Quels « modèles » d’emploi des femmes dans l’Europe élargie ?
En dépit d’une forte progression des taux d’emploi féminins en Europe au cours des dernières décennies, les pays de l’UE restent marqués par des disparités importantes en termes de participation des femmes au marché du travail. Leurs taux d’emploi s’échelonnent ainsi en 2011 de 41% à Malte ou 45% en Grèce à 70,5% au Danemark et même 72% en Suède. Parallèlement, la part des femmes à temps partiel parmi les femmes en emploi est aussi très inégale : dépassant rarement 10% dans les Pays d’Europe Centrale et Orientale (PECO), elle oscille aux alentours de 40% dans les pays continentaux et au Royaume-Uni et frôle les 75% aux Pays-Bas.

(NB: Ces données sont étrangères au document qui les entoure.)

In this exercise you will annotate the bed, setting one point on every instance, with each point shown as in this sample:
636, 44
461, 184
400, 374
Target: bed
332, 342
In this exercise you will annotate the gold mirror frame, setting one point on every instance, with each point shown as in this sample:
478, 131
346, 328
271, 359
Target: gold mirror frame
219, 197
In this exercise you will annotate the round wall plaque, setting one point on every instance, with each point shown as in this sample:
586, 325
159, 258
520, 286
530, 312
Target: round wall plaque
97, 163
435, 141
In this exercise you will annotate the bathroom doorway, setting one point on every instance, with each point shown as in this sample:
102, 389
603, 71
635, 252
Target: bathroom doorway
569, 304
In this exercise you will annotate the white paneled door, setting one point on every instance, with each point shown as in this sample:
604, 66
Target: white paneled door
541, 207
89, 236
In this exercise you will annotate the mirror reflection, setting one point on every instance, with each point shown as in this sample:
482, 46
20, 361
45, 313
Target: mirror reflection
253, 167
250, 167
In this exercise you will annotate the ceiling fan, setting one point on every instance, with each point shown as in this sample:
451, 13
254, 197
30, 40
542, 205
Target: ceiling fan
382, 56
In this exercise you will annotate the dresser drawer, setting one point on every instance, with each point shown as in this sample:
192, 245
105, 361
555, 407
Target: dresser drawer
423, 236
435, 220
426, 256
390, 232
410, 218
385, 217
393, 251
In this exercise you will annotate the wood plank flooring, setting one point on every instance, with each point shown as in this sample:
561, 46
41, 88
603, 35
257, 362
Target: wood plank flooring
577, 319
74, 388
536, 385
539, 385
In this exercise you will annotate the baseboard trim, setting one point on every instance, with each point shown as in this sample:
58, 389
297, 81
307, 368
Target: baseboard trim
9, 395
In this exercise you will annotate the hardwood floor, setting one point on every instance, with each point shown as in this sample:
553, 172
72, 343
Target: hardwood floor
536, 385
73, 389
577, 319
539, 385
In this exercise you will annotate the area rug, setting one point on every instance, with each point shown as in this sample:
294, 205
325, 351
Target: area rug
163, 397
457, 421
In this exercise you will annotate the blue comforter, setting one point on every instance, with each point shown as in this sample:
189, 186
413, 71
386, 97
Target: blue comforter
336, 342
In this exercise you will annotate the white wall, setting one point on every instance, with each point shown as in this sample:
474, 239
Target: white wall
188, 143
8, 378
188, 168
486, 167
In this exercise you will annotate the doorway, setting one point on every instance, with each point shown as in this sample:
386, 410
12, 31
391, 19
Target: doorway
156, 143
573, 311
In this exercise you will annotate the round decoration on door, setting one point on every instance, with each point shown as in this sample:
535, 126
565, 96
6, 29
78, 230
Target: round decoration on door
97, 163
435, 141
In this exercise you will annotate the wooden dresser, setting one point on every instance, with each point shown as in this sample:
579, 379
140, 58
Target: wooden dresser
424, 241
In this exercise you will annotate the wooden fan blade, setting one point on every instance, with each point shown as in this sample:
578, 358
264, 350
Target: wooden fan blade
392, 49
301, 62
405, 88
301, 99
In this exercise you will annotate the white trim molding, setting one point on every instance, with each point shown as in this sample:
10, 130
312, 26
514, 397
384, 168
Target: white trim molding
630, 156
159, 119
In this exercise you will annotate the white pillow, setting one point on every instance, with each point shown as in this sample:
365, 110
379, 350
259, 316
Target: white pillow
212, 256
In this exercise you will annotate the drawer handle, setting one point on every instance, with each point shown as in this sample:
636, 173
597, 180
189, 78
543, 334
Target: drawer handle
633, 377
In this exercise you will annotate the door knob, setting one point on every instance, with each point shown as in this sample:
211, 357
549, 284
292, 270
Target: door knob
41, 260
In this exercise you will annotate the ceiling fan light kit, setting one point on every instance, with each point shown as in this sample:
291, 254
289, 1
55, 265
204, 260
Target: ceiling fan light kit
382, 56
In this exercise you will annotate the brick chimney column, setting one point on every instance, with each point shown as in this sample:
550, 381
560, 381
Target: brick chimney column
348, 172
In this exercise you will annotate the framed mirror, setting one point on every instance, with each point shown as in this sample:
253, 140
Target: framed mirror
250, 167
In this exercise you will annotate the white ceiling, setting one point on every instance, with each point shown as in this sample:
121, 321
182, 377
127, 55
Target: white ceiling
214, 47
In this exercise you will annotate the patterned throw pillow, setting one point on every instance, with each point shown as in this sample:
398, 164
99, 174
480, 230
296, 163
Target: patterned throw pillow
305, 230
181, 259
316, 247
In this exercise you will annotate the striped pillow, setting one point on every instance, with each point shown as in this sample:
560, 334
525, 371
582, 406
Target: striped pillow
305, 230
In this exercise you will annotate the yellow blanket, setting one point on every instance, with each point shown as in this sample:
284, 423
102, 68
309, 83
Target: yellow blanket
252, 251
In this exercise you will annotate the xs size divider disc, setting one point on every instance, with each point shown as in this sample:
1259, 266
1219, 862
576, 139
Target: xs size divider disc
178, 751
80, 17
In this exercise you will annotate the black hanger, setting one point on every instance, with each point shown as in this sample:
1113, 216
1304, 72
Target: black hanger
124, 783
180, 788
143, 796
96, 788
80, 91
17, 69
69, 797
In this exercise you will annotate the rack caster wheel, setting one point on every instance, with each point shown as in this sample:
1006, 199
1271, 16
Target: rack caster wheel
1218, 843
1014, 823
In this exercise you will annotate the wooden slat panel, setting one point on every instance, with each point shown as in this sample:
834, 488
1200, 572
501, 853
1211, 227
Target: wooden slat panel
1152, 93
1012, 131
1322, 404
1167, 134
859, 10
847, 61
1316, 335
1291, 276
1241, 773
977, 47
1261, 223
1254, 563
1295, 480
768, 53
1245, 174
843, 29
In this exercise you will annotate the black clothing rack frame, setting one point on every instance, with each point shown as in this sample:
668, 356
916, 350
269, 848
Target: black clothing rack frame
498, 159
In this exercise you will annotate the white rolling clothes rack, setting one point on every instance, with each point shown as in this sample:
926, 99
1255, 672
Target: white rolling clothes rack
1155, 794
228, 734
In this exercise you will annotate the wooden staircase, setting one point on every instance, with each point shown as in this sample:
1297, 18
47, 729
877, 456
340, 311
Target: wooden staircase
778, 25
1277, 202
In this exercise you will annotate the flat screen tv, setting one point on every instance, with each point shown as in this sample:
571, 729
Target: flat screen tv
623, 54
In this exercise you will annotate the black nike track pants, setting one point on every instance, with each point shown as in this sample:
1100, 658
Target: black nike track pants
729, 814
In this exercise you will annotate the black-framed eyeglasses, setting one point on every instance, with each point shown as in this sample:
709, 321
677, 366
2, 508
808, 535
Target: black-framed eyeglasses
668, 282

De fortes divergences sont également à noter en matière de politiques publiques en direction de l’emploi des femmes en Europe, où le développement des services de garde d’enfants et la durée des congés accordés suite à une naissance divergent grandement. Les pays de l’UE sont ainsi caractérisés par des arrangements institutionnels variés, variété encore renforcée par l’arrivée des nouveaux pays membres en 2004 et 2007. Cette distinction des différents modèles européens illustre bien les « complémentarités institutionnelles » à l’œuvre dans chaque groupe de pays. Autrement dit, c’est en considérant l’ensemble des institutions en place (politiques de garde, de congés, coût de la garde) que l’on peut comprendre la situation, bien plus qu’en étudiant isolément chacune des politiques menées au sein des pays.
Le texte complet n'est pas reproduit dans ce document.